Sedangkan kondisi perbankan saat ini lebih baik dibandingkan saat krisis ekonomi yang
terjadi pada 1998 maupun saat terjadinya taper tantrum 2008. Hal ini tercermin dari masih
longgarnya likuiditas perbankan di dalam negeri.Deputi Gubernur Bank Indonesia Destry
Damayanti mengatakan kecukupan rasio modal perbankan pun masih cukup di tengah
pandemi Covid-19. "Saat ini jadi banyak orang khawatir dengan perbankan, kalau dilihat
secara industri, kondisi kita jauh lebih baik dibandingkan 97-98 ataupun 2008,” ujarnya
‘Peran Perbankan Memulihkan Perekonomian Saat New Normal,’ Jumat (17/7) Berdasarkan
data Otoritas Jasa Keuangan (OJK) per Mei 2020, rasio kecukupan permodalan (CAR)
perbankan sebesar 22,16 persen atau di atas ketentuan yang sebesar delapan persen.

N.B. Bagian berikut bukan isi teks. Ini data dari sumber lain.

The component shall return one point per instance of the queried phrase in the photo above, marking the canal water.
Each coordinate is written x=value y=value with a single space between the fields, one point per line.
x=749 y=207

Hingga 17 Juni, rasio alat likuid/non-core deposit dan alat likuid/DPK terpantau pada level
123,2 persen dan 26,2 persen jauh di atas threshold masing-masing sebesar 50 persen dan
10 persen. Menurutnya saat ini bank sentral telah menurunkan suku bunga acuan 175 basis
poin ke level empat persen. Meskipun kata Destry, penurunan bunga acuan ini belum
direspons cepat oleh perbankan. "Kita sejauh ini sudah menurunkan 175 basis poin, tapi
memang transmisi di perbankannya masih lambat, jadi kita sudah menurunkan 175 bps tapi
suku bunga kredit baru turun sekitar 74 basis poin. Dan banknya juga masih keberatan
untuk memberikan pinjaman, karena melihat risiko,” jelasnya. Ke depan pihaknya bersama
pemerintah berupaya memberikan stimulus berupa program penjaminan agar penyaluran
kredit semakin berjalan. Tak hanya itu, pemerintah juga telah menempatkan dana pada
Himpunan Bank Milik Negara (Himbara) demi pemulihan ekonomi nasional. “Jadi kita mau
tidak mau harus menghadapi situasi yang berbeda, kita harus mempersiapkan kondisi new
normal jadi bisnis as usual mode harus kita tinggalkan karena kita enggak tahu bottom-nya
di mana untuk Covid-19 ini,” Sementara Kepala Ekonom BNI Ryan Kiryanto menambahkan
bauran kebijakan yang baik dan konstruktif dari Kementerian Keuangan, Bank Indonesia,
dan Otoritas Jasa Keuangan (OJK) menjadi stimulus yang tepat untuk perbankan nasional,
sehingga dorongan untuk ekspansi bisa diwujudkan. Melalui kebijakan fiskal, sisi permintaan
diupayakan untuk meningkat, sehingga mendorong permintaan kredit baik kredit modal
kerja, kredit investasi maupun kredit konsumtif.

"Alhasil, pertumbuhan kredit secara tahunan diharapkan bisa meningkat dan fungsi
intermediasi berjalan lebih optimal.